For patients who have been stable on PrEP and adherent to daily dosing, it may be reasonable to forgo bloodwork for three months while the COVID-19 pandemic peaks. Patients who have had at least two consecutive creatinine results within the normal range and have not had significant increases in creatinine from baseline could do testing in six months rather than three. STI testing can be done during this time based on symptoms. Once the COVID-19 restrictions have been eased, go back to routine testing every three months.
For new patients who wish to start on PrEP, the guidelines suggest baseline bloodwork plus a repeat HIV test within one month to reduce the likelihood of missing an acute seroconversion. Assess the need for one-month repeat testing on a case-by-case basis: patients who have not had any unprotected sexual encounters in the four weeks before the screening bloodwork can have routine follow-up at three months and the one-month testing can be avoided.

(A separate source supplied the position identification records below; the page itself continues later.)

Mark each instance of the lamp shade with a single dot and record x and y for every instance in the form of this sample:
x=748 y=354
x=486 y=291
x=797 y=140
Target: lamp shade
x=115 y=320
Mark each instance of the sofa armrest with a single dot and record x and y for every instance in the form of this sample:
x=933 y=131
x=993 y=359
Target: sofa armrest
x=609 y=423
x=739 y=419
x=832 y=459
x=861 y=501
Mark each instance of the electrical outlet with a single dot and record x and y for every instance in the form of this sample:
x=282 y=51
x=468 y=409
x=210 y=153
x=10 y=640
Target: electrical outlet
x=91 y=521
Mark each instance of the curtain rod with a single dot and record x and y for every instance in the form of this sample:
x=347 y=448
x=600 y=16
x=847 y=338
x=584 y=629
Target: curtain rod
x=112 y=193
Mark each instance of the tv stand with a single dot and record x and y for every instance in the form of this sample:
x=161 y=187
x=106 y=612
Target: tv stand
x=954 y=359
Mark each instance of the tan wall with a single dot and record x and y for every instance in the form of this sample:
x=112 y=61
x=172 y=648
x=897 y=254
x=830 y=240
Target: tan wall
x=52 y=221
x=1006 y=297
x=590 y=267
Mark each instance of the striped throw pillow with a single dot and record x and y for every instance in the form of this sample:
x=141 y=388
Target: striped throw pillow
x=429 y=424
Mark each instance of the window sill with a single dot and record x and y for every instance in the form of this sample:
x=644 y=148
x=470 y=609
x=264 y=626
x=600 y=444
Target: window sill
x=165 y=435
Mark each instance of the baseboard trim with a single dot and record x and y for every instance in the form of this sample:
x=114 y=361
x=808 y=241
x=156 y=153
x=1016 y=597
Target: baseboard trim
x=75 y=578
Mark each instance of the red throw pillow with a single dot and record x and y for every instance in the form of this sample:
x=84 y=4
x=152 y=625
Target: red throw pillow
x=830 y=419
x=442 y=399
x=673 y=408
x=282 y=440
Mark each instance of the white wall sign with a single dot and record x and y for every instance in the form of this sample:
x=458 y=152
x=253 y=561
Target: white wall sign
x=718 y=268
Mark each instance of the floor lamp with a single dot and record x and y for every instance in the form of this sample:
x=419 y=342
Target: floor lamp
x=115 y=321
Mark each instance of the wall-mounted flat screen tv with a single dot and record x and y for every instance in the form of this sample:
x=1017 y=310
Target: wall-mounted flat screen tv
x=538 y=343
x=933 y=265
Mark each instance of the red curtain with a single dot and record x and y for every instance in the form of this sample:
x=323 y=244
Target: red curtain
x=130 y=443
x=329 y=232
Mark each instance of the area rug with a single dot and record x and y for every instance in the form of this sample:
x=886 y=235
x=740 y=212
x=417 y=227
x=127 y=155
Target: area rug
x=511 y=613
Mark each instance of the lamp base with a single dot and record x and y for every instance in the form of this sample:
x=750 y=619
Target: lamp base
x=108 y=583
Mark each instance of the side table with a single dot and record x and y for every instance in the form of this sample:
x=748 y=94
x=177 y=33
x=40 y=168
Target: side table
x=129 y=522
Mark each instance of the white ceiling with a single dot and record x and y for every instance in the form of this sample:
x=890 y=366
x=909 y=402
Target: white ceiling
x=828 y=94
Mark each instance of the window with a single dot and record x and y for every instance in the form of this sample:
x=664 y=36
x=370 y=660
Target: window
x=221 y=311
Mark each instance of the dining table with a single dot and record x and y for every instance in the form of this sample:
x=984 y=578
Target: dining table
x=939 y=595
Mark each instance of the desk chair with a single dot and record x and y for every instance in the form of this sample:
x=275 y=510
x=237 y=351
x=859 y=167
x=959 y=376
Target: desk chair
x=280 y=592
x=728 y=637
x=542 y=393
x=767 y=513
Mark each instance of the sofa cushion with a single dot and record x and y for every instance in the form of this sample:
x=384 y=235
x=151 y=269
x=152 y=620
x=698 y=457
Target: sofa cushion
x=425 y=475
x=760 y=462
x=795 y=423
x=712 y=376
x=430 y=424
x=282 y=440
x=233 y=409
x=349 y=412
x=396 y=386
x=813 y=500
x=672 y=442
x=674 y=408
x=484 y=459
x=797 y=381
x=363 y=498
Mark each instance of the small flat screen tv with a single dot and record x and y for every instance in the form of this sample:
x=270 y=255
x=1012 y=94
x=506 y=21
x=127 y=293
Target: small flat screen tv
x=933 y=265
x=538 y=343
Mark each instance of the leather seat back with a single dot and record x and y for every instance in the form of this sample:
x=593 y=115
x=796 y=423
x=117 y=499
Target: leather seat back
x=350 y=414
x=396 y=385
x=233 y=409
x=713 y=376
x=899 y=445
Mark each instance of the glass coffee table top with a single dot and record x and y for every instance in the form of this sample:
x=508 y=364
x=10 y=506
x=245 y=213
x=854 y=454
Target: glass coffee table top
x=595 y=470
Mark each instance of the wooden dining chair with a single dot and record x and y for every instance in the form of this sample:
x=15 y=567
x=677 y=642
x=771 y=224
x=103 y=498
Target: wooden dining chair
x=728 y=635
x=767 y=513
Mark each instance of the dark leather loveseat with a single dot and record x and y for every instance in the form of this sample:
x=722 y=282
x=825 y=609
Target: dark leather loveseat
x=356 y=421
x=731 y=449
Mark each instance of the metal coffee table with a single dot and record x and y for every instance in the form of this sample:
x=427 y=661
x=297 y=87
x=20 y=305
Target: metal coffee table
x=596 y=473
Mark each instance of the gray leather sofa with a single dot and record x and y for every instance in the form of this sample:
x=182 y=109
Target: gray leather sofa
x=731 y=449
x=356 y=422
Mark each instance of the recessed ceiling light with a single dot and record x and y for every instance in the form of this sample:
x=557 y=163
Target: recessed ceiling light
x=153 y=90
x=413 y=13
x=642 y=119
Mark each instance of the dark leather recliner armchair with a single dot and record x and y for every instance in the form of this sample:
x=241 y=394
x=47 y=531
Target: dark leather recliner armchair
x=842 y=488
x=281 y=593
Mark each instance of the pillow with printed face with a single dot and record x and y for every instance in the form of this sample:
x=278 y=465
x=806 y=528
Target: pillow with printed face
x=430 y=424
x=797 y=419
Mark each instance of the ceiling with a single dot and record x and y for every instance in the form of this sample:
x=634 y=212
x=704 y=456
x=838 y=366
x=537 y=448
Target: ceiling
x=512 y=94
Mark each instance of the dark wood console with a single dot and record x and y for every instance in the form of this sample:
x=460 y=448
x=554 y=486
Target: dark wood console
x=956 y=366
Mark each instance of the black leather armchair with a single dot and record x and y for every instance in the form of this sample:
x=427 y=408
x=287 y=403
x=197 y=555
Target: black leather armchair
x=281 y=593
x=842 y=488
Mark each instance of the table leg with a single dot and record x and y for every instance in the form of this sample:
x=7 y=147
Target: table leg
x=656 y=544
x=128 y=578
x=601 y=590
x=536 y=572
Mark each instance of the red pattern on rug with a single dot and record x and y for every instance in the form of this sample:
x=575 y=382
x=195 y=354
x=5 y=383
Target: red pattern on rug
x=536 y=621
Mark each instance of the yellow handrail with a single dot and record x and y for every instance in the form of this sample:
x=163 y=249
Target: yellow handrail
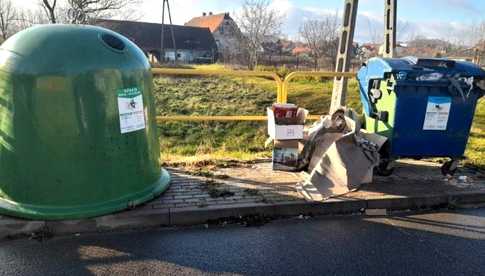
x=282 y=89
x=234 y=73
x=253 y=118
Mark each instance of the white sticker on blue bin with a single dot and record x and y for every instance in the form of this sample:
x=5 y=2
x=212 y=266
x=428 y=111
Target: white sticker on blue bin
x=437 y=113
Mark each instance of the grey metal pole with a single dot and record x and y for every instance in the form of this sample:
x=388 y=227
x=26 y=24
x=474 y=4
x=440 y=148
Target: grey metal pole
x=390 y=24
x=344 y=54
x=171 y=28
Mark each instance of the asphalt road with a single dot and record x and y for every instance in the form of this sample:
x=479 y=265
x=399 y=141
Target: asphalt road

Stopping PrEP during COVID-19 may be reasonable; only patients who have had no potential HIV exposures during this period should restart PrEP without repeating baseline screening
During this time of social distancing, many patients are reporting no sexual encounters and wish to stop PrEP. For patients with no HIV risk (i.e. no sexual encounters or needle sharing at all) stopping PrEP is reasonable at this time. Counsel patients to continue taking PrEP for at least 48 hours after their last sexual encounter.
Patients who stop PrEP and are abstinent during the time of the pandemic can restart PrEP without any additional testing and resume the regular HIV and creatinine screenings every three months.
Patients who have any episodes of condomless sex or needle sharing during the time they are off PrEP should be re-screened before restarting PrEP.
Studies have shown a significantly increased risk of HIV seroconversion in the six months after stopping PrEP, likely due to an increase in unprotected sex while patients were on PrEP; for many patients continuing PrEP may be the safest course given the current uncertainty about how long physical distancing restrictions will continue.